Washington, D.C. 20549
PASSPORT POTASH, INC.
* The remainder of this cover page shall be filled out for a reporting person’s initial filing on this form with respect to the subject class of securities, and for any subsequent amendment containing information which would alter disclosures provided in a prior cover page.
The information required on the remainder of this cover page shall not be deemed to be “filed” for the purpose of Section 18 of the Securities Exchange Act of 1934 (“Act”) or otherwise subject to the liabilities of that section of the Act but shall be subject to all other provisions of the Act (however, see the Notes).
Item 1. Security and Issuer
This Schedule 13D relates to shares of the common stock, without par value, of Passport Potash Inc., a Canadian corporation (the "Company"). The address of the principal executive office of the Company is 608-1199 West Pender Street, Vancouver, BC, Canada.
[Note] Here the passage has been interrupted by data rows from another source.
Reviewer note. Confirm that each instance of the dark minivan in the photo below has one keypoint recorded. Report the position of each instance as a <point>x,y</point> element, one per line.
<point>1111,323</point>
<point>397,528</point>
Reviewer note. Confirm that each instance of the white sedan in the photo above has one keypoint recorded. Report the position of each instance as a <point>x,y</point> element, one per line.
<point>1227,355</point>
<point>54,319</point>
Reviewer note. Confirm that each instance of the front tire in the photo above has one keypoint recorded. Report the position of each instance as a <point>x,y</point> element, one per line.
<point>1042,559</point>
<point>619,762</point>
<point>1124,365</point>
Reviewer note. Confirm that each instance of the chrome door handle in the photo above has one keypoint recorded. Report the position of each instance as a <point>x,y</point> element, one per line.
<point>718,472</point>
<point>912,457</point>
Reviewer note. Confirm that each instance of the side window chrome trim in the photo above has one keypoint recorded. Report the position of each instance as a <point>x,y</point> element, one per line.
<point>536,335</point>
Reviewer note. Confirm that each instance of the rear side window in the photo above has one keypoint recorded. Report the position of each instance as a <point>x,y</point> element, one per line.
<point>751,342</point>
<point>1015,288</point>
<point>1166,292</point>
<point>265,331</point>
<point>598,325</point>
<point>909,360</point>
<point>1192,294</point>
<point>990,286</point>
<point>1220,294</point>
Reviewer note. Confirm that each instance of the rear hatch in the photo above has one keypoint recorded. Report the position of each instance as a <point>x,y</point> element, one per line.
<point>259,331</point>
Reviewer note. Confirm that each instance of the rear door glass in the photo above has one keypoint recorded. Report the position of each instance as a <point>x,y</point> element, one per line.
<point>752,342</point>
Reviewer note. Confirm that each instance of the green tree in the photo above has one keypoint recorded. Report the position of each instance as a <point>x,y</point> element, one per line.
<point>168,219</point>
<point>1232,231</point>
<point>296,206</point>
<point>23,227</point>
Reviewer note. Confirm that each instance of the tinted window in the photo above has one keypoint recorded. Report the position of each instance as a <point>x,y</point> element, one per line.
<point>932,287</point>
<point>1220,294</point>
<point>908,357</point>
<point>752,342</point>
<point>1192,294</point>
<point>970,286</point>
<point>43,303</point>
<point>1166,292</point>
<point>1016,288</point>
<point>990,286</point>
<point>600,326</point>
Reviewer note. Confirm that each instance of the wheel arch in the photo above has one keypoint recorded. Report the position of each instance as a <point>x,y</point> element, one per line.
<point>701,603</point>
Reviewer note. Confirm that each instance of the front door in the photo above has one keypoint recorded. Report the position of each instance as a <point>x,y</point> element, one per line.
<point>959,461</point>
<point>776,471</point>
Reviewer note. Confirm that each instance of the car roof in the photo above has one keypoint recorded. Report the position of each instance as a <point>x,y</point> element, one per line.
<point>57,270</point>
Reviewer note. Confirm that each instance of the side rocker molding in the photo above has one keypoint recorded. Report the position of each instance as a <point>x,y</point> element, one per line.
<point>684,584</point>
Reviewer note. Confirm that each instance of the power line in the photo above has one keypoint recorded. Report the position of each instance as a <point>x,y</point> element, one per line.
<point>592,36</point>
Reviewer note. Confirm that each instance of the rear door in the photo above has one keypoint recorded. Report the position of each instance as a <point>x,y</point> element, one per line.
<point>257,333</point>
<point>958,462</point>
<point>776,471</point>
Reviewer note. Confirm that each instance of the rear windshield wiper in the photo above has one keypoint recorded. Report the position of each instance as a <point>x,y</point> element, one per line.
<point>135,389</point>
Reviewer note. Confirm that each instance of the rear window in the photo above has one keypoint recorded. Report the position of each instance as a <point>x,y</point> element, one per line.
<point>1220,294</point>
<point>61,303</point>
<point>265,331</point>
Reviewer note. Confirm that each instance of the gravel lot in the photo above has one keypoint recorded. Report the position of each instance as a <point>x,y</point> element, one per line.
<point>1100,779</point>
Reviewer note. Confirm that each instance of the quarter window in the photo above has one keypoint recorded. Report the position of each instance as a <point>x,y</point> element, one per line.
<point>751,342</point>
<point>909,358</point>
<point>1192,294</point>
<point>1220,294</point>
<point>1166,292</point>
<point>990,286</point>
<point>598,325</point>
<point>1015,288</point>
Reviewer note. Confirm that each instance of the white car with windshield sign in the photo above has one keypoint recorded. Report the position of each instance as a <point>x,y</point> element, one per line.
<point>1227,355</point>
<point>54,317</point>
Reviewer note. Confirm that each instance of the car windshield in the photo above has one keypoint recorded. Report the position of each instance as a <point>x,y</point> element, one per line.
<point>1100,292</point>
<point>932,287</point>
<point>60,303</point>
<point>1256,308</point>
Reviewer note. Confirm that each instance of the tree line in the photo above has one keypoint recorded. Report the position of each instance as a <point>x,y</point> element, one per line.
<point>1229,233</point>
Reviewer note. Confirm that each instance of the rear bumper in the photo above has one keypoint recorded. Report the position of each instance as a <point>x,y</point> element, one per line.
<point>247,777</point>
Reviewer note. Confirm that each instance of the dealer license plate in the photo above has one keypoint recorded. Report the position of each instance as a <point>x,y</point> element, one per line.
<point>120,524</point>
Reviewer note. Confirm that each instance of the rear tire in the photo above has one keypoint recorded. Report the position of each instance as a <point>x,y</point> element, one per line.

Item 2. Identity and Background
| (a) | This statement is being filed by Michael Brauser (“Brauser”), Grander Holdings, Inc. 401K Profit Sharing Plan (“Grander 401K”) and Birchtree Capital, LLC (“Birchtree” and together with Brauser and Grander 401K, the “Reporting Persons”). |
| (b) | The Reporting Persons’ principal business address is 4400 Biscayne Boulevard, Miami, Florida 33137. |
| (d) | During the last five years, the Reporting Persons have not been convicted in a criminal proceeding (excluding traffic violations or similar misdemeanors). |
| (e) | During the last five years, the Reporting Persons have not been a party to a civil proceeding of a judicial or administrative body of competent jurisdiction and as a result of such proceeding was or is subject to a judgment, decree or final order enjoining future violations of, or prohibiting or mandating activities subject to, federal or state securities laws or finding any violations with respect to such laws. |
| (f) | United States of America. |
Item 3. Source and Amount of Funds or Other Consideration
All shares were purchased with the Reporting Persons’ personal funds or working capital.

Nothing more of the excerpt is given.